Tonight Lucas, Wouter and myself went to a very interesting session at JavaOne, to hear how two of my favourite Java technologies, EclipseLink and Coherence, can work together to create the ultimate scalable JPA implementation. And if the technologies weren’t enough to make this a must-see session, then the speakers would have made it so: the session was presented by Doug Clarke, principal product manager for Oracle TopLink and co-lead of the Eclipse Java Persistence Platform, and Mike Keith, co-specification lead for EJB 3.0 (JPA).

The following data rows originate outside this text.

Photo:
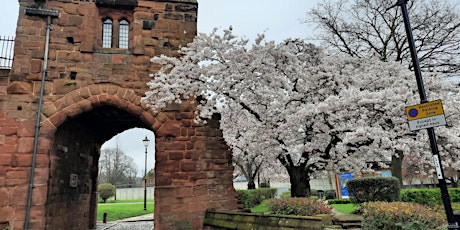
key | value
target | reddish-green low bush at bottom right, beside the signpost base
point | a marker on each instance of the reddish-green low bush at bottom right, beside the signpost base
(401, 215)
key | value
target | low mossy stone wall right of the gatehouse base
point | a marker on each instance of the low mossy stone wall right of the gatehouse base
(220, 220)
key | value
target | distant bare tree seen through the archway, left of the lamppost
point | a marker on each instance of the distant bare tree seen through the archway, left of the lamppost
(115, 167)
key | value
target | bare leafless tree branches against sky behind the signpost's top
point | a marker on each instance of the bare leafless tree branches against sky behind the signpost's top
(368, 28)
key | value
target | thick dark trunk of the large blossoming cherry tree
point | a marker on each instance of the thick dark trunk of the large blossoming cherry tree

I worked extensively with Toplink (back when Oracle just purchased it, before it was donated to the open source community as EclipseLink) on a large-scale implementation at the Port of Rotterdam, and learned to love it for its out-of-the-box persistence features, but especially for the powerful optimalization and tuning capabilities in the API that we needed to achieve the very high transaction throughput that was required. My “love affair” with Coherence started at OpenWorld 2007 (when Oracle had just aquired it from Tangosol), and is based on not much more than a memorable presentation by Brian Oliver followed by a few experiments on my laptop. Not really profound, I admit, but it was love at first sight. If you don’t know what Coherence is, think ultra-reliable, endlessly scalable, in memory enterprise datagrid, with a programming API that is as complex as that of java.util.Map. Truly amazing stuff!

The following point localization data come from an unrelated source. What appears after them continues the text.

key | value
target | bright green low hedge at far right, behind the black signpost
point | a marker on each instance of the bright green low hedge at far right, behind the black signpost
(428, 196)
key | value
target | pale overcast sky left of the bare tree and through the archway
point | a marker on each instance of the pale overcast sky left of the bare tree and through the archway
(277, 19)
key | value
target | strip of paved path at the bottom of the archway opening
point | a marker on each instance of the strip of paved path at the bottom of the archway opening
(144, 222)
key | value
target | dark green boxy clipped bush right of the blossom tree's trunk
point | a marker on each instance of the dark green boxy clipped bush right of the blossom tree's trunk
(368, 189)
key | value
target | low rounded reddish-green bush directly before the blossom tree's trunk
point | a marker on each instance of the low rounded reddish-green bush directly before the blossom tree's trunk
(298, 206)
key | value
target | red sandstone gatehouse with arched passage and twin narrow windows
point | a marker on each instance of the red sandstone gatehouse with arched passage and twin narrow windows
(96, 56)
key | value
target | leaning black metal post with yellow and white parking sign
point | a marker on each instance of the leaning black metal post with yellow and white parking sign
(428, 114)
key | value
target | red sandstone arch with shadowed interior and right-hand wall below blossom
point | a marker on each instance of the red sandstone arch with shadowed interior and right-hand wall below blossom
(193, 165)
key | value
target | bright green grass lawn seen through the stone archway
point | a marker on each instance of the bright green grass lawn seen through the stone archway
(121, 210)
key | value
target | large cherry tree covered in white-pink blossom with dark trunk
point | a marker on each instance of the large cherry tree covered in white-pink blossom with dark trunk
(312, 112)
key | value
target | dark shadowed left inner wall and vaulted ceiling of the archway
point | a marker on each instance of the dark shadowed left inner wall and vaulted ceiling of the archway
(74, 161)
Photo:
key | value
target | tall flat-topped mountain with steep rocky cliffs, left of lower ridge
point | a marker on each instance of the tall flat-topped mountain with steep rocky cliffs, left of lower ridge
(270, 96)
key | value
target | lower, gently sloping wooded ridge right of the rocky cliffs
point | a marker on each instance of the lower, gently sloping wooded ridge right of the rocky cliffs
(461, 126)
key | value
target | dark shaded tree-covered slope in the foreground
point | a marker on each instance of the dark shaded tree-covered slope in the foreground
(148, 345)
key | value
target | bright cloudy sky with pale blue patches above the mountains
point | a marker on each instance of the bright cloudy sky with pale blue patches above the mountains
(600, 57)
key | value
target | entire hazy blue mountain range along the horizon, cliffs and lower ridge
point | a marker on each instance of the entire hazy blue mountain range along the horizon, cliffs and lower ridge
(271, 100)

After learning what Coherence was and what it could do, my first thoughts were: “this would be great to use as a distributed cache for Toplink!” (immediately followed by “this would make a great, ultrafast dehydration store for Oracle BPEL). One of Toplinks most compelling features is a flexible and highly configurable shared cache, that really rocks when running in a single JVM, and for which Toplink offers automatic, asynchronous distribution of changes when running in a clustered environment where each node has its own cache. In most scenarios this would be an adequate “distributed cache” solution, but at the beforementioned project we ran into “race conditions” where a change made to data in one node would (also asynchronously) trigger some processing logic that could run on any node, without a way to ensure that the data changes that triggered that logic had already reached the node on which it was running. Since submitting a (set of) Object(s) to a Coherence datagrid is an atomic, synchronous operation, this problem (and its incredibly complex solution/workaround) could have been avoided.

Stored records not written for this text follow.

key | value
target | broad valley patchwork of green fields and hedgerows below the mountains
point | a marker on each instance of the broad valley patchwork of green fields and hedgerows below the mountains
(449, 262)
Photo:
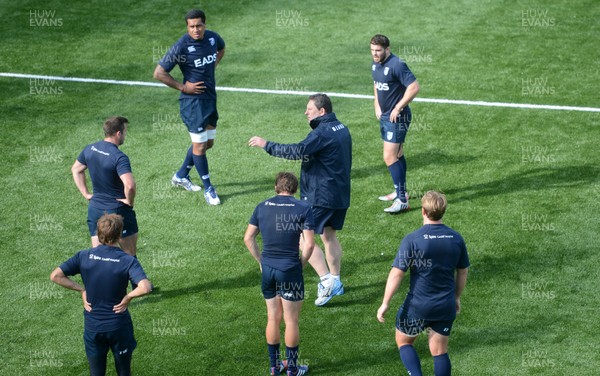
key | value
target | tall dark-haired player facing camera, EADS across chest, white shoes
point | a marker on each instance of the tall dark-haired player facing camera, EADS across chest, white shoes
(197, 53)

I was therefore happy to see that Doug and Mike were presenting on exactly this kind of solution: EclipseLink as JPA provider with Coherence acting as a distributed L2 Cache. They outlined a number of possible configurations, with the responsibility of reading and writing data from and to the database being placed with EclipseLink, with Coherence, or both. Also interesting was that they leverage not just the basic “store” and “retrieve” functionality of Coherence, but also much more advanced features such as parallel execution of queries against the content of the Coherence cache. As Doug put it when we met him after the session: “Coherence offers so many powerful features that it would almost be an insult if we only use the basic “get” and “put” operations”. He mentioned he had already written logic that converts a JPA Query to a Coherence Filter, which is like a query/whereclause for searching Objects in a Coherence datagrid.
At the sessions’ summary, Doug warned everyone not to see this architecture as a “performance booster”, but as a scalability solution. The final remark was that “next year, this would be a much longer presentation”. Personally, I can’t wait! And maybe next year there will also be a presentation on Coherence as BPEL dehydration store. Just so that I can say “I thought of that two years ago, and already blogged about it last year”.. Just kidding 🙂